Синтия наряжала елку и украдкой плакала. Был канун Рождества, и она наконец осталась одна. Девочки готовили на кухне закуски. Двое сыновей Клэя — Алекс и Лэнс — в задней комнате смотрели телевизор и попутно заворачивали подарки. Клэй, проходив по магазинам пять часов, прилег в спальне отдохнуть. Он вернулся домой с сияющим видом, притащив в каждой руке по три пакета, набитых красиво упакованными коробками и коробочками. Расцеловавшись со всеми по очереди и каждому пожелав «Веселого Р-р-рож-дества!» на манер Санта-Клауса, который приветствует покупателей в магазине, он объявил, что обожает Рождество, что это самый веселый день в году и для полного счастья не хватает только снега.
Миссис Мур, которая приехала провести с ними праздник, была немало обескуражена всем этим шумом и гамом и еще присутствием волевого мужского начала в квартире дочери. Приготовив салат и поставив в духовку пироги с мясом, она ушла в отведенную ей комнату для гостей и принялась выпускать подол платья, купленного лет двадцать назад.
Синтия взяла в руки елочную игрушку (она смастерила ее примерно тогда же, когда мать купила себе это платье) — ярко-розовый атлас, искусно расшитый блестками и бисером под жемчуг. Ей вспомнились тихие рождественские праздники, которые они с Джоном Роджаком столько лет проводили вместе. Она бросила игрушку на пол, но той ничего не сделалось. Тогда она наступила на нее ногой и давила, давила каблуком, пока пластмассовые жемчужины не раскрошились в пыль.

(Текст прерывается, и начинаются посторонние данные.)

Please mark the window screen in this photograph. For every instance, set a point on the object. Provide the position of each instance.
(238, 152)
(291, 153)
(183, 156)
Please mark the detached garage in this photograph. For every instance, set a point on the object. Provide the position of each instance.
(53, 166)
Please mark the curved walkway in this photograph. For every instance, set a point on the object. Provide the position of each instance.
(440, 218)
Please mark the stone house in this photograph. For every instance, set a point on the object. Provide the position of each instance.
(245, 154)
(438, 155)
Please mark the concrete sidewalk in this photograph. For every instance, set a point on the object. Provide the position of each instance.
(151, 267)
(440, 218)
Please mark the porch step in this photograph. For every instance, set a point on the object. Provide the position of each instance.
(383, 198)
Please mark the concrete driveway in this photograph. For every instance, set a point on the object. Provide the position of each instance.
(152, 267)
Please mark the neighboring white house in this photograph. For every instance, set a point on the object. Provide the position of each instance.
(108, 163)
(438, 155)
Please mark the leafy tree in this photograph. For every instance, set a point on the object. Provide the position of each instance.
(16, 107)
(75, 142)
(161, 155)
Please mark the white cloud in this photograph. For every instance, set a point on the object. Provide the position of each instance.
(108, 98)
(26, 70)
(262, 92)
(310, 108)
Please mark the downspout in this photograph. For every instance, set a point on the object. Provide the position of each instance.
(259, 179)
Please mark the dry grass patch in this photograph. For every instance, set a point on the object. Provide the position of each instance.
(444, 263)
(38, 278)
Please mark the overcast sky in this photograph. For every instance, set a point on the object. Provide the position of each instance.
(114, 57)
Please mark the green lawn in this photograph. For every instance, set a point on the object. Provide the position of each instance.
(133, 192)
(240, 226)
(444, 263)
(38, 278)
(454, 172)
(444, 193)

На глаза снова навернулись слезы — как всегда под Рождество, ужасно хотелось плакать. Каждый год, едва наступал декабрь, все повторялось заново: ей начинало казаться, что она никогда не сумеет оправдать ожиданий своих близких, что она недостаточно их любит и от них тоже не получает должной отдачи, а тут еще это вымученное веселье, в котором хочешь не хочешь — обязан принимать участие, и в результате — глухое раздражение и протест (и все это на фоне ужасающей статистики самоубийств — традиционный декабрьский скачок). Как всегда, она изо всех сил старалась побороть эти настроения — как всегда, безуспешно. Сейчас, находясь в своем новом доме, она снова делала еще одну отчаянную попытку — заставляла себя любоваться елкой, которую купила накануне в цветочной лавке на Лексингтон-авеню, когда над городом навис густой туман. В Велфорде за самое распрекрасное деревце она заплатила бы
Продавец знал свое дело. Может быть, она возьмет заодно и веточки пойнсеттии и веночки, предложил он. И остролист, и омелу, чтобы украсить комнату?
— Давайте все, — согласилась она. — Украшать так украшать! В коридоре повешу.
И они оба рассмеялись.
С приближением Рождества город становился все более непереносимым. Лица у прохожих на Мэдисон-авеню приобрели выражение суровой озабоченности, за которой она ясно видела так хорошо ей знакомое нежелание всенепременно радоваться, веселиться и принимать фальшивые поздравления только потому, что так заведено. Почтовые ящики на улицах были переполнены. Хиппи, ставшие на это время почтальонами, волочили за собой огромные мешки с рождественскими открытками — будто трупы оттаскивали. Это же надо, сколько на свете охотников пожелать друг другу всего наилучшего, заверить в неизменной симпатии — еще бы, вон и денег на марку не пожалели!..
Искать подарок Клэю она отправилась в центр. Может, в магазине Марка Кросса найдется что-нибудь подходящее. Хотя она ни разу там не была, знала, что магазин этот из дорогих, и ей впервые в жизни было проще потратиться, чем ломать себе голову.
Пятая авеню ошеломляла суетой и светом. Вся проезжая часть была забита машинами, автобусами, которые стояли с незаглушенными моторами, отравляя мокрый воздух выхлопными газами, полицейские ожесточенно свистели, подгоняя застывшее движение, но толпы покупателей были сильнее машин. Они устремлялись вперед и скапливались на перекрестках. Синтия слилась с толпой и попыталась настроиться на праздничный лад, откликнуться на призывы красноносых розовощеких Санта-Клаусов и других персонажей, которые улыбаются вам со всех рождественских реклам.
Запретив себе думать, она села на диван, единственный предмет обстановки гостиной, если не считать уродливого кофейного столика с верхом из дымчатого стекла. Она уже решила, что при первой же возможности заменит и то, и другое на что-нибудь более приличное.
Она критически посмотрела на елку. Игрушки были уже развешены, но еще одна нитка бус — белые и красные деревянные шарики, которые дочери по детской привычке называли «ягодки», — не помешала бы. Правда, бусы и так висели на елке в шесть рядов, но ей показалось что слева внизу как-то голо.